Ceil Wendt Jensen is not in this elite group of vowel-challenged twelve-letter surnames, and she bristles when folks suggest that she can’t be Polish with such a German-sounding moniker.

“One of my grandmothers,” she’ll say instantly (and maybe a bit indignantly!), “was Cecilia Wojtkowiak Przytulska (1890-1977) and the other was Agata Zdziebko Wendt (1872- 1908).”

Ceil is definitely ‘in the club.’  As further proof, she is author of three ‘must-have’ books about Polish Detroit *, and after thirty years as an art teacher, she is a professional genealogist with a mission to help her fellow Polish Americans find their roots in Poland… she frequently finds records so intact that she can trace her clients’ families back to the seventeenth century.  

“Genealogy is extremely important, not only for Poles, but for everyone.  As the saying goes, ‘You can’t know where you’re going if you don’t know where you’ve been.”

Wendt Jensen’s own fascination with her personal history began in 1964, when she was required to do a school project in which she interviewed her father.  He unearthed a treasure trove of old documents, immigration papers, even a billfold from Ellis Island.  For Ceil, then a grade-schooler, the experience fomented a lifelong love of her Polish heritage.  It was, however, only after her father passed away that she was inspired to take her interest to professional levels.  Of particular interest to her are the cemeteries of Mt. Elliott and Mt. Olivet, wherein many thousands of Polish Detroiters find their final resting place.

“Mt. Elliott is Detroit’s oldest surviving cemetery—it was started by the Catholic Irish community in 1841.  About five thousand Polish Americans are buried there.  Mt.

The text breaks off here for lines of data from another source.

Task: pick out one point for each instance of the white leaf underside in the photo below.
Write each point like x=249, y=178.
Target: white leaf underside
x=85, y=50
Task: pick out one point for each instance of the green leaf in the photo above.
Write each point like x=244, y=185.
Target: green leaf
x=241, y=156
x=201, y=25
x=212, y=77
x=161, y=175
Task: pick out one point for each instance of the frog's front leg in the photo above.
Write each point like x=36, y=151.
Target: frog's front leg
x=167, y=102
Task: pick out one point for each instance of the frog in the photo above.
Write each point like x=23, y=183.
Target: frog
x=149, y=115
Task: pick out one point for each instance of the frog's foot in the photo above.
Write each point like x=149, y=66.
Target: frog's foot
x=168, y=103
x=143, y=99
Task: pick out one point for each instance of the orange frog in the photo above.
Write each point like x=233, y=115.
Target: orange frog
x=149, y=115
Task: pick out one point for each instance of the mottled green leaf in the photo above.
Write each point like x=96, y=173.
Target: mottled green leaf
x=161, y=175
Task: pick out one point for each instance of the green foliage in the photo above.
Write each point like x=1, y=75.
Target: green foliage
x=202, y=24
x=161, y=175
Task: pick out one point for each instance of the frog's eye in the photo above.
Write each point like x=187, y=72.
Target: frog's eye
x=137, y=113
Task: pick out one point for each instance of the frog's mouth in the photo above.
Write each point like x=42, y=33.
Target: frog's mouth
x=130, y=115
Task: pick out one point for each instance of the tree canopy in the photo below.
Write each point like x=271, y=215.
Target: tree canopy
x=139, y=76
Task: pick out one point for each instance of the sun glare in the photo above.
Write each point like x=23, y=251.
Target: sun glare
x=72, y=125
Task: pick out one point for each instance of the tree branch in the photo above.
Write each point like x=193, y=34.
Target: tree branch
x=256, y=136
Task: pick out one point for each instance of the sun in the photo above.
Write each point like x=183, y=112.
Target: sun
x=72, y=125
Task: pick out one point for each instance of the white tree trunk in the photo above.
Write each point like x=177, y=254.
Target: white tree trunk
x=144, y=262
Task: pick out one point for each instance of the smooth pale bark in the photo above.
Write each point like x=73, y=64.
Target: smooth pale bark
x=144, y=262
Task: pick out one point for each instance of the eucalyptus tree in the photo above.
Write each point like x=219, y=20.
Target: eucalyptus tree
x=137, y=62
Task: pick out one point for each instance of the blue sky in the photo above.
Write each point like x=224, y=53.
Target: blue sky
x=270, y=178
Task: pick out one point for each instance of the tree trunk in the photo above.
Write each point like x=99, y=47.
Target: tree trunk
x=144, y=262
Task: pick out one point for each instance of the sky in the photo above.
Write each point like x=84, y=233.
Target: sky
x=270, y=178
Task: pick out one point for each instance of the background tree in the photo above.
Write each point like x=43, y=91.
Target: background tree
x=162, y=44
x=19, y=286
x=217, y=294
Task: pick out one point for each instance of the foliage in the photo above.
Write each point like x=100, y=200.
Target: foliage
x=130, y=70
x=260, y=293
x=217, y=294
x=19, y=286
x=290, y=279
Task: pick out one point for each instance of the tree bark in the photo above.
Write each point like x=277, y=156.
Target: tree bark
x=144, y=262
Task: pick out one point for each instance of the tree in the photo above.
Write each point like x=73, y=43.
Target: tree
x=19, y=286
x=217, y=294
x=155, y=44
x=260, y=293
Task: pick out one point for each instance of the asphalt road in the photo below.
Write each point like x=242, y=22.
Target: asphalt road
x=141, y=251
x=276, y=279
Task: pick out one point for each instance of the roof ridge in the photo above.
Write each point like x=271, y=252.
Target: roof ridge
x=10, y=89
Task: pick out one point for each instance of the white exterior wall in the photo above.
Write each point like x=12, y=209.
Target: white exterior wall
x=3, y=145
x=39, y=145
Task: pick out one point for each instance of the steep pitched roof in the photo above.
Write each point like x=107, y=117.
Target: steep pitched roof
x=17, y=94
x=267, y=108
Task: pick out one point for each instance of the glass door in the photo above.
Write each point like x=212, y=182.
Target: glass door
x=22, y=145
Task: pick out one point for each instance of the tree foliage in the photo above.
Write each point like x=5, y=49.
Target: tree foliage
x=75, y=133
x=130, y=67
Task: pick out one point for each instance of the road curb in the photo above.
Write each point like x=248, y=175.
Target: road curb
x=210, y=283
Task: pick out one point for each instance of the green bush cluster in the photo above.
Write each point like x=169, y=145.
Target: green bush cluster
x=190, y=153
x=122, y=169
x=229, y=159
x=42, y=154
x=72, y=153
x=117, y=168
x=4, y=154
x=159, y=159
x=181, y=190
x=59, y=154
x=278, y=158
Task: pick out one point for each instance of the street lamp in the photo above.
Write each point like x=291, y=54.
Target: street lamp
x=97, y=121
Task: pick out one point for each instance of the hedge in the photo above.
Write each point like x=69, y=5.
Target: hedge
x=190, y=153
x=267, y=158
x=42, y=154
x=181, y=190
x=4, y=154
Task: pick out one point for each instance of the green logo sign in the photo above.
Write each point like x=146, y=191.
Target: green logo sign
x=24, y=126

Olivet opened in 1888, and of the three hundred thousand people buried there, maybe half are of Polish origin.”

She is endless respectful of the stories behind the tombstones in these cemeteries, imagining the hardships endured by those eager, but often culture-shocked immigrants.  ”When Poles prepared to journey here, they told each other that in America, ‘the fences are draped with sausages’…  That was their version of, ‘the streets are paved with gold!”

Wendt Jensen is about to release her fourth book, called ‘Sto Lat’.  Anyone with Polish roots recognizes this title as an upbeat song often sung at weddings and birthdays, translated as, ‘May you live one hundred years…”  She refers to the book as “a modern approach to Polish Genealogy…”

“My family, in many ways, represents the positive effect that the Poles had on Detroit, and in return, the positive effect that Detroit had on us.  My grandmother signed her immigration papers with an ‘x’, her son became a lawyer, and now, her nieces and nephews have PhD’s…”

 * Ceil Wendt Jensen’s fabulous books are: Detroit’s Polonia, Detroit's Mount Elliott Cemetery, Detroit's Mount Olivet Cemetery and the soon to be released Sto Lat.